JAKARTA, REPORTER.ID- Nama Cakung sejak tahun 1975 -1980-an terkenal karena dikaitkan dengan gudang Satpol PP DKI Jakarta sebagai tempat penyimpanan barang barang hasil penertiban oleh Satpol PP DKI Jakarta, seperti becak, gerobak, kayu dan atap dari bangunan liar. Dahulu namanya Gudang Dinas Tramtib DKI Jakarta Cakung.
Kemudian untuk pengendalian banjir Jakarta wilayah timur dibangunlah Cakung Drain yang merupakan bagian paling hilir Kali Cakung. Tentu fasilitas tersebut menambah popularitas nama Cakung. Sedang yang berskala nasional adalah dibangunnya Kawasan Berikat Nusantara (KBN) Cakung, Sebuah pusat industri produk produk ekspor.
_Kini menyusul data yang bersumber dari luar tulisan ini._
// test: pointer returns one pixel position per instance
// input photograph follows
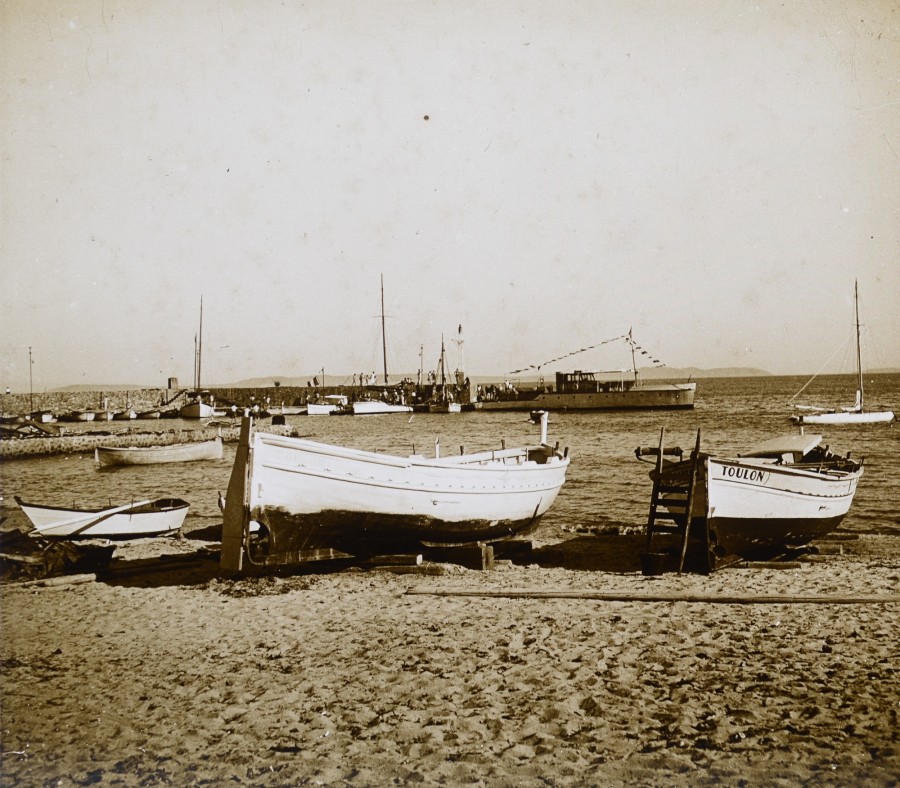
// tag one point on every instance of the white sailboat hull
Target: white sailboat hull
(311, 498)
(868, 417)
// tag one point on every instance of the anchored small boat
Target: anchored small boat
(777, 497)
(293, 500)
(107, 456)
(852, 414)
(138, 518)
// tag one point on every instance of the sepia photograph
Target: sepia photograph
(449, 393)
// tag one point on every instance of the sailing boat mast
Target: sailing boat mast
(383, 333)
(198, 350)
(859, 382)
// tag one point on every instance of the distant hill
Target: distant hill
(646, 373)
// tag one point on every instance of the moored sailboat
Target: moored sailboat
(199, 404)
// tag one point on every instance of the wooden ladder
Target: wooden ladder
(672, 502)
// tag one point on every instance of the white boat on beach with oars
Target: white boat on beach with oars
(139, 518)
(777, 497)
(853, 414)
(108, 456)
(310, 501)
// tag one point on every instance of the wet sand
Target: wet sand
(185, 678)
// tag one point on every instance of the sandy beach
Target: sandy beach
(186, 678)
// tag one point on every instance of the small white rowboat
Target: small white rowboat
(140, 518)
(106, 456)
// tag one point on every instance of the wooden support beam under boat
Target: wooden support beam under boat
(476, 556)
(236, 513)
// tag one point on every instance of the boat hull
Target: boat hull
(753, 510)
(197, 410)
(153, 455)
(156, 518)
(310, 497)
(645, 397)
(321, 408)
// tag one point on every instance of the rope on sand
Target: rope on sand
(711, 599)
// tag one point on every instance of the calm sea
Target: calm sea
(606, 485)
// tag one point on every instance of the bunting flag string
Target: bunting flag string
(627, 337)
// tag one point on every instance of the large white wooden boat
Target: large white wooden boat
(369, 407)
(780, 495)
(106, 456)
(853, 414)
(308, 500)
(139, 518)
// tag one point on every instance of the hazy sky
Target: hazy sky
(713, 174)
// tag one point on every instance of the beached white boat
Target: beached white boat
(314, 500)
(140, 518)
(369, 407)
(853, 414)
(779, 496)
(106, 456)
(330, 403)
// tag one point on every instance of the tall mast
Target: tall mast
(858, 355)
(199, 359)
(383, 333)
(633, 362)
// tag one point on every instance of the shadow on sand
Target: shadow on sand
(593, 553)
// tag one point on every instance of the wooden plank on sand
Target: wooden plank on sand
(712, 599)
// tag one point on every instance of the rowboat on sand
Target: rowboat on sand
(773, 499)
(140, 518)
(108, 456)
(292, 500)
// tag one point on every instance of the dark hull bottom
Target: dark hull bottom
(730, 539)
(290, 538)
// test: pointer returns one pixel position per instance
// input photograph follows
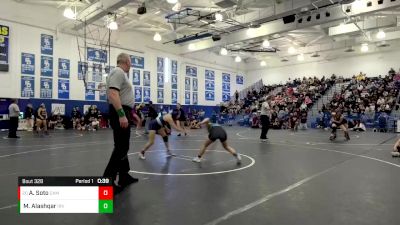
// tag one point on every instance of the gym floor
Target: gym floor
(294, 178)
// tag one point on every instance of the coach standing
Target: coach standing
(13, 114)
(121, 100)
(265, 115)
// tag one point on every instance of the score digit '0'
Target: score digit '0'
(102, 180)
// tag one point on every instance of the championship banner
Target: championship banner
(239, 79)
(174, 96)
(210, 75)
(210, 86)
(226, 77)
(160, 80)
(187, 97)
(89, 92)
(97, 75)
(46, 66)
(136, 77)
(108, 69)
(160, 96)
(137, 62)
(63, 68)
(138, 94)
(191, 71)
(46, 44)
(28, 63)
(174, 82)
(82, 69)
(226, 87)
(146, 94)
(210, 95)
(4, 46)
(195, 84)
(103, 95)
(46, 87)
(226, 97)
(187, 83)
(96, 55)
(27, 86)
(195, 98)
(174, 67)
(63, 89)
(160, 64)
(57, 108)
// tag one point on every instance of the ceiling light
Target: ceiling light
(381, 34)
(223, 51)
(358, 4)
(364, 47)
(112, 25)
(157, 37)
(300, 57)
(177, 7)
(219, 17)
(263, 63)
(251, 31)
(238, 59)
(266, 44)
(291, 50)
(69, 13)
(191, 47)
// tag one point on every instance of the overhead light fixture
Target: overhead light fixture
(358, 4)
(113, 25)
(263, 63)
(112, 22)
(300, 57)
(251, 31)
(191, 47)
(364, 47)
(142, 9)
(157, 37)
(381, 34)
(219, 17)
(238, 59)
(69, 13)
(291, 50)
(177, 7)
(266, 44)
(223, 51)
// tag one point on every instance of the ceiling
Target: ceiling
(316, 34)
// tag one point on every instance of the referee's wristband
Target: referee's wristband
(121, 112)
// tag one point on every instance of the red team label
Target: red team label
(106, 193)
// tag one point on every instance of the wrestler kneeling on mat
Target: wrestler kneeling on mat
(215, 132)
(160, 126)
(338, 121)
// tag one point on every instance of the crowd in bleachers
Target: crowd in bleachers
(290, 103)
(366, 100)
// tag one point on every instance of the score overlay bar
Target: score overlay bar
(65, 195)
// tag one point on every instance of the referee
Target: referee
(265, 114)
(121, 100)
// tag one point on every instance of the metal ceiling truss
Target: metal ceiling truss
(334, 12)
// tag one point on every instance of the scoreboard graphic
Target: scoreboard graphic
(65, 195)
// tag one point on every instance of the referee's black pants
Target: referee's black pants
(265, 126)
(13, 127)
(119, 162)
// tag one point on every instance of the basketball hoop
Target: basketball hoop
(101, 87)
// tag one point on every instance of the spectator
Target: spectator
(28, 117)
(13, 114)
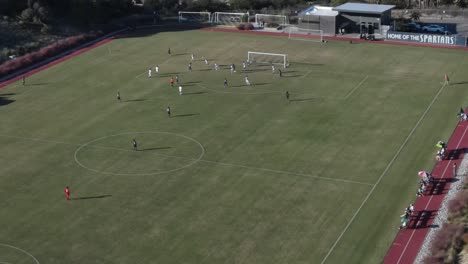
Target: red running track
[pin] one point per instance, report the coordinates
(55, 62)
(408, 241)
(340, 38)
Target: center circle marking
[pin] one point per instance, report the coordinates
(195, 160)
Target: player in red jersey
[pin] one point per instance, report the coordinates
(67, 193)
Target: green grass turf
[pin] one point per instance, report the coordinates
(272, 182)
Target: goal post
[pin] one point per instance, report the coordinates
(271, 19)
(200, 17)
(230, 18)
(267, 58)
(314, 35)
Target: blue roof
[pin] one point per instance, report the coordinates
(363, 8)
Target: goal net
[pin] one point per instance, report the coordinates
(315, 35)
(267, 58)
(199, 17)
(231, 19)
(271, 20)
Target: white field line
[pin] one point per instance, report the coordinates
(201, 160)
(430, 199)
(383, 174)
(21, 250)
(356, 87)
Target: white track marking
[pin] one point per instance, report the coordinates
(430, 199)
(21, 250)
(356, 87)
(383, 174)
(192, 159)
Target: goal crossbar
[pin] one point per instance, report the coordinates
(297, 33)
(259, 18)
(216, 15)
(181, 15)
(267, 58)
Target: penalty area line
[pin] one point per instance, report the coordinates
(383, 174)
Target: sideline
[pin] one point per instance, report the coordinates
(384, 172)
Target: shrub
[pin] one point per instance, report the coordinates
(458, 203)
(273, 25)
(44, 53)
(447, 241)
(249, 26)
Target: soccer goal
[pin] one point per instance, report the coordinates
(226, 18)
(278, 20)
(315, 35)
(267, 58)
(200, 17)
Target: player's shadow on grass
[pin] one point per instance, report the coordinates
(195, 93)
(4, 100)
(158, 148)
(289, 76)
(168, 74)
(91, 197)
(35, 84)
(455, 83)
(134, 100)
(185, 115)
(303, 99)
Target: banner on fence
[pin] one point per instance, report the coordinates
(451, 40)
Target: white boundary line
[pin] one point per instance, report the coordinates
(383, 174)
(200, 160)
(430, 199)
(21, 250)
(356, 87)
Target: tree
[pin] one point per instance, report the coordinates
(461, 3)
(415, 15)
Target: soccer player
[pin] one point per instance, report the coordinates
(168, 111)
(67, 193)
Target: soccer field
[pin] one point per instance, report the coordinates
(235, 175)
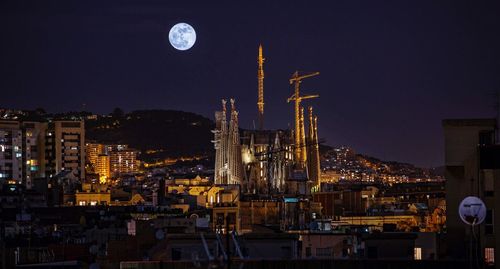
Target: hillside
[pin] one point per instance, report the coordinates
(160, 133)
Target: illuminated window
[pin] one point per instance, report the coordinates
(489, 255)
(417, 253)
(324, 252)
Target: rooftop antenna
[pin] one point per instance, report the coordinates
(497, 110)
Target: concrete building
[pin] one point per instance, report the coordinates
(22, 151)
(123, 161)
(103, 168)
(92, 152)
(65, 147)
(472, 169)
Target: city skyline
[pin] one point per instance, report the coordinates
(388, 75)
Inilah yang kemudian melambungkan nama Cakung ke tingkat internasional berkat majunya perdagangan antarnegara.
Sebenarnya secara kewilayahan penyebutan KBN Cakung itu salah kaprah, sebab secara administratif kawasan itu masuk wilayah Kelurahan Sukapura Jakarta Utara. Namun itu tidak menjadi masalah sebab masih satu wilayah DKI Jakarta.
Nama Cakung sendiri memang berasal dari nama kali di wilayah itu yang bermuara di Marunda yang berasal dari kata Muara Sunda.
Dalam perang kemerdekaan melawan tentara Sekutu dan Belanda, Kali Cakung menjadi garis batas wilayah. Yaitu di sebelah timur Kali Cakung merupakan wilayah Republik Indonesia yang masih belua, sedangkan di sebelah baratnya diklaim sebagai wilayah Tentara Sekutu bersama Tentara Belanda.
Nama Cakung banyak yang menduga berasal dari kata cekung. Sebab wilayah Kecamatan Cakung memang banyak terdapat rawa rawa. Sebut saja Rawa Terate, Rawa Bebek maupun Rawa Badung.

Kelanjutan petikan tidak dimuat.